Artikel Dharma ke-40, Januari 2014

Ivan Taniputera.
24 Januari 2014



Banyak umat Buddha masih melekat pada "sosok" dalam mempelajari Dharma. Dalam artian hanya mau mendengarkan Dharma dari "sosok-sosok" yang mereka kagumi. "Sosok-sosok" yang pandai berbicara dan sanggup menyentuh sanubari mereka. Jika ada "sosok" yang tidak mereka sukai namun sama-sama mengajarkan Dharma, kemungkinan besar mereka akan menolaknya. Padahal, Dharma itu tidak ada kaitannya dengan sebuah "sosok." Jika masih melekat pada "sosok," maka itu masih bukan merupakan Dharma yang "sejati."

Sebagai contoh, dapatkah kita belajar pada seonggok lempung? Seonggok lempung adalah sesuatu yang kerap kita pandang sebagai kotor dan menjijikkan. Sesuatu yang ingin kita jauhi, berbeda dengan "sosok-sosok" agung dengan banyak pengikut yang duduk di atas singgasana Dharma sebagaimana sumber kekaguman kita. Padahal seonggok lempung mengajarkan banyak kebenaran hakiki pada kita. Yang pertama adalah mengenai ketidak-kekalan (anicca, anitya). Seonggok lempung itu saat ini ada, namun entah beberapa saat lagi. Mungkin ada kendaraan yang melindasnya dan bentuknya sudah berubah. Mungkin pula hujan turun dan lempung itu menjadi larut, sehingga tidak meninggalkan jejak keberadaannya lagi. Lempung adalah sesuatu yang mudah sekali berubah. Demikianlah hakikat ketidak-kekalan.

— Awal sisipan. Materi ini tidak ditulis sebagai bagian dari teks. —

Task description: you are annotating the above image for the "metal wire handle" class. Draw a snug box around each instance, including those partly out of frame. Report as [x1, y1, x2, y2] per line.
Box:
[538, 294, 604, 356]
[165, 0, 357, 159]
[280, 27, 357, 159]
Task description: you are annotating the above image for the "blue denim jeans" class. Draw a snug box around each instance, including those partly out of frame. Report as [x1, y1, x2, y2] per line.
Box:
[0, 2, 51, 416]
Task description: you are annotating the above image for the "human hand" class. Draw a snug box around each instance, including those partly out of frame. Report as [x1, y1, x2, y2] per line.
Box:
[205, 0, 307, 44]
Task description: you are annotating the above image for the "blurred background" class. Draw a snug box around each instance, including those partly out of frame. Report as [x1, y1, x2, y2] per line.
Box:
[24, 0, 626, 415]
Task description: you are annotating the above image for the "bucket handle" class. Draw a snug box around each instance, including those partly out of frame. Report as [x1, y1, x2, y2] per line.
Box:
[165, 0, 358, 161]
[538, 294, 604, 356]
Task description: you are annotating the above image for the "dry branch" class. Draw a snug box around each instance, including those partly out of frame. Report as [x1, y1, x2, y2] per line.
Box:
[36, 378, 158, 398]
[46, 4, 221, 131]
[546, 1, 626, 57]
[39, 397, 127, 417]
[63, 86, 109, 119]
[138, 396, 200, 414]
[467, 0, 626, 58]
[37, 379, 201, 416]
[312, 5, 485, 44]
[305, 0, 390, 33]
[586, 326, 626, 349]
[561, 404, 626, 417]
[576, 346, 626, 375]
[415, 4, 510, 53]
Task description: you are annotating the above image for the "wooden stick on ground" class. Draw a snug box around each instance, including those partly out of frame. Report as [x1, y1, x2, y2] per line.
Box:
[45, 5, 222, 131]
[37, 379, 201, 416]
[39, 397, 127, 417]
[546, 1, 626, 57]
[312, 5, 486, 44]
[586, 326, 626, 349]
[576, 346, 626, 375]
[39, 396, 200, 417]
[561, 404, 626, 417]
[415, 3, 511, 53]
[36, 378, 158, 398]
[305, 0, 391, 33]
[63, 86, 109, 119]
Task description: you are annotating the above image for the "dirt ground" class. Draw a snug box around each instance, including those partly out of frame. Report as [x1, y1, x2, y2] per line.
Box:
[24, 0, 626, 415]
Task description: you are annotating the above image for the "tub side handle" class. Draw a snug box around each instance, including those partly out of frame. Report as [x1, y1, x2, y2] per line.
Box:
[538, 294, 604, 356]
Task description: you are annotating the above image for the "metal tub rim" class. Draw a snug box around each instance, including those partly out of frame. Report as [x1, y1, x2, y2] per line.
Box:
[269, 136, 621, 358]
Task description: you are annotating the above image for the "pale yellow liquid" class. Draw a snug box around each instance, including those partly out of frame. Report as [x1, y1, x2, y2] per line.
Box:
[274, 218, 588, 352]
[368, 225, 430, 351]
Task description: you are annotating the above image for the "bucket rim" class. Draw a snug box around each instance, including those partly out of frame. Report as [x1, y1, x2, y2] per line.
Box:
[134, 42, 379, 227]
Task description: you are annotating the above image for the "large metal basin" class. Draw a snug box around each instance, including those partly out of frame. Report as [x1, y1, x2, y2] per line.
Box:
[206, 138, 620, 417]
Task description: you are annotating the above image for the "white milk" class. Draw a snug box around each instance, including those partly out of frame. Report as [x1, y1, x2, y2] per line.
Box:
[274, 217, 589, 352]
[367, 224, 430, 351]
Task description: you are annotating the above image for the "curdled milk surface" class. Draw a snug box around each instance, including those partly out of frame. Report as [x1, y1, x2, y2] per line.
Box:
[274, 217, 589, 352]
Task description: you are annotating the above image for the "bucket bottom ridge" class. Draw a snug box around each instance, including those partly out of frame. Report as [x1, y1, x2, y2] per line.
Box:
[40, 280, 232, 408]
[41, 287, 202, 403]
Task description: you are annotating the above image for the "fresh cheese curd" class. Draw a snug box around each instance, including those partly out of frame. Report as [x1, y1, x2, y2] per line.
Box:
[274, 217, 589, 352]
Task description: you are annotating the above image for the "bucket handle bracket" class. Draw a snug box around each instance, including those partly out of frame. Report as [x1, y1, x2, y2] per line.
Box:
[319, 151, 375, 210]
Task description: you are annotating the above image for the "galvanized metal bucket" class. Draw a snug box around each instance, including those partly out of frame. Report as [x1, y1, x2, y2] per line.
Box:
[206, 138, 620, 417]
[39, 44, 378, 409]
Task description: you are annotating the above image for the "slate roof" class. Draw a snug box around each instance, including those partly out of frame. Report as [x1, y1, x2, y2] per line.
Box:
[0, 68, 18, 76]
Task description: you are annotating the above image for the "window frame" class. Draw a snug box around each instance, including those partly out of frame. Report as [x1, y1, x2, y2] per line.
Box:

Pelajaran kedua, mari kita renungkan, seonggok lempung mengajarkan pada kita kebenaran tersebut, tanpa tendensi atau niat tersembunyi apa pun. Kita tidak mengetahui apakah "sosok" yang kita kagumi memendam niat atau tendensi tersembunyi atau tidak dalam mengajarkan Dharma. Apakah ia mengajar Dharma secara tulus atau tidak, kita tidak mengetahuinya. Namun seonggok lempung sudah pasti tidak memendam tendensi apa pun. Seonggok lempung adalah seonggok lempung. Tidak lebih dan tidak kurang.

Marilah kita menghaturkan hormat pada seonggok lempung yang telah mengajarkan kita kebenaran berharga.

Dalam mendengarkan Dharma, perhatian kita janganlah terpaku pada "sosok" melainkan pada Dharma yang diajarkannya. Kebenaran apakah yang disampaikannya? Kita pelajari dan serap semuanya. Bahkan dari gemerisik dedaunan dan orang awam yang menyelamatkan nyawa seekor anjing pun kita dapat menimba kebenaran berharga. Termasuk dari ajaran-ajaran yang kita "labeli" sebagai bukan-Dharma pun kita dapat memperoleh pengetahuan sejati. Dharma atau kebenaran sejati itu sesungguhnya tiada terbatas, oleh karenanya ia disebut anuttara atau melampaui segalanya.